1968-2008 : 40 ans d'histoire dans l'art italien
S’il s’agit d’une date parmi tant d’autres pour les artistes émergents dont beaucoup n’étaient pas encore nés, 1968 reste l’année de toutes les libertés et de toutes les ruptures pour ceux qui l'ont vécu avec la passion insouciante et l’impertinence rebelle alors dans l’air du temps. Après 68, la vie a repris, s’écoulant comme un long fleuve tranquille… du moins en apparence.
Puis viennent les années quatre-vingt, les yuppies et leur hédonisme reaganien, une société qui s’intéresse de moins en moins à l’art et de plus en plus au profit-roi. Dure époque pour les pionniers qui, avec obstination, poursuivent leur recherche … Quand leur succède la décennie quatre-vingt dix, les courants qui divisent le milieu artistique meurent pour renaître dans d’autres tendances, comme les néo-avant-gardes. Gestation douloureuse et souvent solitaire : la société se préoccupe davantage du marché de l’art, où les prix montent au zénith, plutôt qu’elle ne prête l’oreille aux vagissements de ses artistes nouveau-nés. Font-ils de l’Art ou de la communication publicitaire ? - s’interroge-t-on en ces temps où règne la "pub" en maîtresse incontestée. Puis s‘ouvre le XXIème siècle… Sans grande pompe, certes. Mais avec un nouvel espoir ?

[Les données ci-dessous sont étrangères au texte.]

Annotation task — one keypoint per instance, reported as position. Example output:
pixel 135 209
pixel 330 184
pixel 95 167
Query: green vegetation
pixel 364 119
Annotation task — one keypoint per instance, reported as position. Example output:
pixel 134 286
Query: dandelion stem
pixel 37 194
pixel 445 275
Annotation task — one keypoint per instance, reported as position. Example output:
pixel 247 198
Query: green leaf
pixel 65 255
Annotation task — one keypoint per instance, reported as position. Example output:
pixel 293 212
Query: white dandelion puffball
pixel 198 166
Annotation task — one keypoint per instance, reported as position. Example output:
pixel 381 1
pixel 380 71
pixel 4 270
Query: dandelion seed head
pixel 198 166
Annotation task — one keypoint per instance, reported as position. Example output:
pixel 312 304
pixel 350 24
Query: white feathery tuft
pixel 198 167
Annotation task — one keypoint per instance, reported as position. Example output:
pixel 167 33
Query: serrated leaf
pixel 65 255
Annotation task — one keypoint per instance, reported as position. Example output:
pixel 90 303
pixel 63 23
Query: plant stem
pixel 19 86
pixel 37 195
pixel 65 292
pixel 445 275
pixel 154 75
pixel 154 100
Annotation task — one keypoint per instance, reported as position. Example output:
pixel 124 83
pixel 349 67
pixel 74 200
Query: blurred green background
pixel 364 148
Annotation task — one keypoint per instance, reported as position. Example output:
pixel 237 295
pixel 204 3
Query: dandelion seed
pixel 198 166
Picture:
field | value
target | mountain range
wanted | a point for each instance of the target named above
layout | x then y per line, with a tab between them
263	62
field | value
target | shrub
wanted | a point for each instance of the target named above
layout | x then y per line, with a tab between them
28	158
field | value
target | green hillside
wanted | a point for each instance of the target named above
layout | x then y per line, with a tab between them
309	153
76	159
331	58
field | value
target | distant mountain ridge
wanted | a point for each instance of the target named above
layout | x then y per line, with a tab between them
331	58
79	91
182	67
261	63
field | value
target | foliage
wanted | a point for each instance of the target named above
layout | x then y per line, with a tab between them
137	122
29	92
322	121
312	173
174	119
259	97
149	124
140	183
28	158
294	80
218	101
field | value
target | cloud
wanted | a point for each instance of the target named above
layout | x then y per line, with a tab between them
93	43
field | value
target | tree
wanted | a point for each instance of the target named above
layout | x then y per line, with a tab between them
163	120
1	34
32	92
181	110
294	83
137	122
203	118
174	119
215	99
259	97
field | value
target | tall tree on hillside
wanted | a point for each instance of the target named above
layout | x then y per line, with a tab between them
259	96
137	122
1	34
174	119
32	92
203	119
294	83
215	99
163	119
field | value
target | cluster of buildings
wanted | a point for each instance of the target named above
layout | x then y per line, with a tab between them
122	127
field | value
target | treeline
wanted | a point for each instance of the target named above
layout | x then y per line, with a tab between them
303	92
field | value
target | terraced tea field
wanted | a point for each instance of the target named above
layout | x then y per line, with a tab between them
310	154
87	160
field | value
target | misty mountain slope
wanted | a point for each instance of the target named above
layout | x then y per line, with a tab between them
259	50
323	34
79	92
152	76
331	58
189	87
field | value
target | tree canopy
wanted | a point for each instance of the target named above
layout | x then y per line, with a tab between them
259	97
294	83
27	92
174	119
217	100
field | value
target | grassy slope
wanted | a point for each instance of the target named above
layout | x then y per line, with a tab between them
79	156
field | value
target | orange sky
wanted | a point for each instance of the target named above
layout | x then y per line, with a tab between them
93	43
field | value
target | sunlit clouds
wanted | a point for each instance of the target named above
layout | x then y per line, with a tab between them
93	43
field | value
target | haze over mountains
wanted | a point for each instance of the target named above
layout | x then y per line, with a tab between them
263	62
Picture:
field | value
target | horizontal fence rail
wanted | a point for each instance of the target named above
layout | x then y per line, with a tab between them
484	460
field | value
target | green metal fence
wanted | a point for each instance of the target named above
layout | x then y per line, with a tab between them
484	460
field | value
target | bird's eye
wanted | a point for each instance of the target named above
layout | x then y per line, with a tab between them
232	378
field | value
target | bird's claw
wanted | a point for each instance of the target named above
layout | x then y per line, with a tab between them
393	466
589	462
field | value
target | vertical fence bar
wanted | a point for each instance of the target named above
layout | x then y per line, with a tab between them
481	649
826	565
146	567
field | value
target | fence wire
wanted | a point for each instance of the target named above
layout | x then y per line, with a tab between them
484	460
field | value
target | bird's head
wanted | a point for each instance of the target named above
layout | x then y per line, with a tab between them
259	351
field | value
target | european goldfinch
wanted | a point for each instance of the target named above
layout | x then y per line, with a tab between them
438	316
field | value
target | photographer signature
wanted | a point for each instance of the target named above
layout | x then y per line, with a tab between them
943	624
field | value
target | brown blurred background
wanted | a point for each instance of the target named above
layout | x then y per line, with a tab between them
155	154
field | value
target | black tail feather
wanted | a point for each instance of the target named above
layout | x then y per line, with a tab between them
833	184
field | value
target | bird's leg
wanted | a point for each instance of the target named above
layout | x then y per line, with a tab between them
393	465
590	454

Italics parcourt toutes ces étapes en exposant 160 d’artistes et plus de deux cents oeuvres. Dans ses salles se succèdent quelques grands noms de ce proche passé.
Le fait qu’une exposition de cette magnitude soit présentée non pas par une institution publique mais par un organisme privé comme le Palazzo Grassi à Venise montre le disfonctionnement environnemental de ces 40 dernières années durant lesquelles les artistes italiens ont dû travailler seuls pour développer le langage de leur création individuelle.